Sunday 27 September 2015

Glasses


 Photo: Sam Hare

Bear with me. This isn't strictly about Curious Incident; but, to paraphrase Apocalypse Now, it is impossible to tell my story without telling this one too.

I got new glasses towards the end of 2010. I was working for the National Theatre, and for Marianne Elliott, for the first time. I wore them as often as I was meant to - constantly - for five years.

For me, these glasses have sort of punctuated this tour. Early this year, while we were in Hull, a friend sent me an article which pointed out that my over-dramatic use of them in a key scene in Broadchurch was, frankly, a bit over the top.


Which was fair enough. I don't wear them on stage unless the part demands it; which isn't very often. So I leave them in my dressing room. Sometimes, people like Joshua Jenkins like to go in when I'm not there and put them on and take silly photographs.


In August, I left them on a train on the way to Sunderland. Due to remote venue scheduling, I was without them for four weeks. All I had, for a month, was my prescription sunglasses. I tried to explain to people that honestly, I wasn't trying to affect the backstage persona of some third-rate Jack Nicholson: it was simply the only way that I could see properly. Three days after I got them back, I broke them in Norwich whilst trying to prevent them from falling on the floor. They were glued. And again. And again.

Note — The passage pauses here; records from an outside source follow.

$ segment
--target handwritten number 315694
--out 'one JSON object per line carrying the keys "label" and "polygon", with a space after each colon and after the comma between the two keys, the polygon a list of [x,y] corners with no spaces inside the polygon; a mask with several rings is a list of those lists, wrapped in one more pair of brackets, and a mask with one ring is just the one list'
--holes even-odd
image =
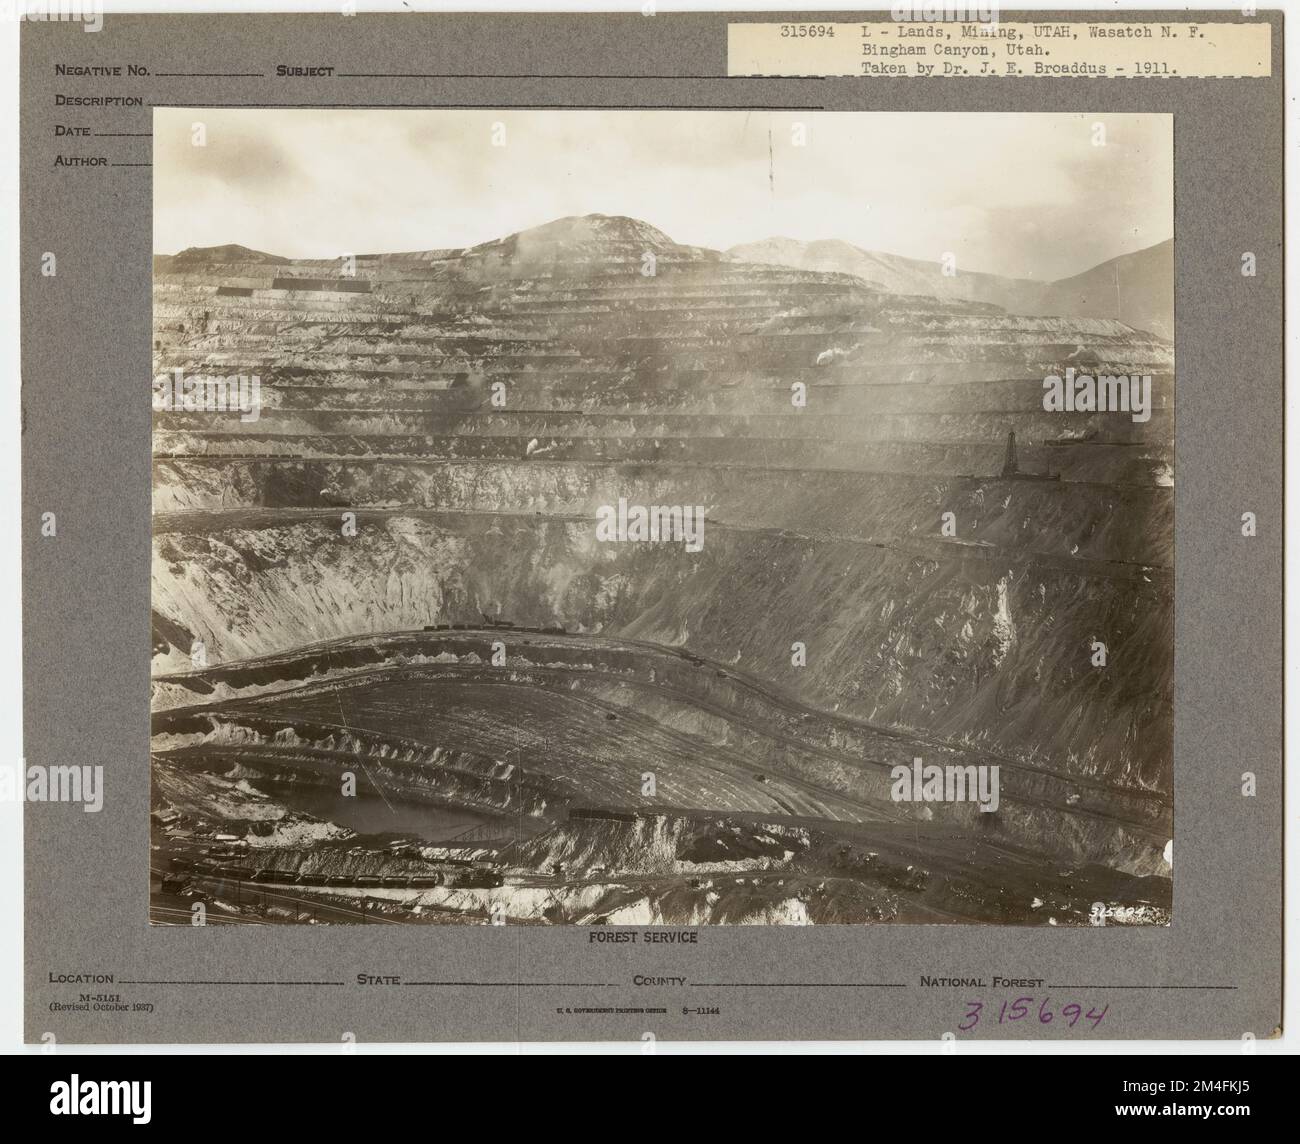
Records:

Today - well: yesterday, now - on the way to work, my car suddenly caught fire in Sheffield. It was a terrifying few minutes in which I was convinced that someone would die: me, or any number of passers-by, or the astonishingly brave man who attempted to tackle my blazing car with a small fire extinguisher.

Anyway. I salvaged a few things from the charred carcass. I take a perverse kind of pleasure in that (a) these glasses survived, and we shall definitely now part company; and that (b) despite everything, the glue held.


It's a bit pre-emptive, with 8 weeks left, to be speaking of the end of a chapter. But that's what it feels like.


Tuesday 15 September 2015

Sheffield


We're at the Sheffield Lyceum for two weeks. It amazes me, after all this time, that there are still audiences left to see this show. When you consider that this is our fifth visit to Yorkshire this year, or how near we are to towns that we've already been to - Nottingham, Stoke, Bradford, Leeds, York - it's astonishing (and quite exciting) that we're selling here as well as we are.

The last time I worked in Sheffield was in 1998, in Michael Grandage's wonderful production of Twelfth Night, with Malcolm Sinclair as Malvolio, Una Stubbs as Maria and Daniel Flynn as Orsino. We played for about a month in the Crucible, next door; and rehearsed in this room in the Lyceum.



For 17 years, I've always spoken about that show as the production I'm most proud to have been involved in. By the end of this year, I've a feeling that, from now on, I might be speaking of another play.

Tuesday 8 September 2015

Norwich


I spent more of my childhood summers in East Anglia than anywhere else; so I'm particularly happy that this week we're playing a sell-out week at the Theatre Royal, Norwich. This is the only venue that we play in the region - no Ipswich, Cambridge, King's Lynn, Peterborough or Colchester.

We're not quite in the home stretch - it still takes two hands to count the remaining venues (just) - but we're getting there. After Aberdeen, it's nice to be a bit closer to home. Plus, I have fond memories of coming to visit my brothers - some twenty years ago - when they both studied at Norwich School of Art. My brother Sam, when he's not juggling various other things, writes songs. Some of them get their inspiration from East Anglia.


Wednesday 2 September 2015

Aberdeen


We're in Aberdeen this week: for me, over 500 miles from home and the furthest north I have ever been in the world. Autumn has arrived very suddenly. I'm wearing a jumper, wishing I'd packed my hat and not profusely sweating in a theatre for the first time in months.

The show's in its autumn years, too: we're now into the last quarter of the tour. I've only done one year-long tour before; and I distinctly remember that, after about 250 shows, things can get a little weird.

When you say and do the same things 8 times a week for a year, after a while you start to hear yourself, which is sort of terrifying. You'll hear a line - one of your own, or someone else's - and think to yourself "Is that what normally happens? I'm sure I haven't heard that before". Then you're immediately in trouble. If you're thinking that, you're not doing what you're meant to be doing: focusing on the next line; acting. Suddenly things can fall apart. The most familiar experience in the world suddenly becomes brand new: daunting, overwhelming, out of your control.

These are little moments, but they do come. Thankfully, they can leave as soon as they arrive. Tonight, watching some of the other actors do their stuff, I remembered the joy and the love I have for this play. It came after a rare matinee-less Wednesday: a rejuvenating day in the Caingorms; driving through the towns and villages on the River Dee, an hour or so west of Aberdeen; the purple hills of the eastern Highlands. In the words of George Harrison, daylight is good at arriving at the right time.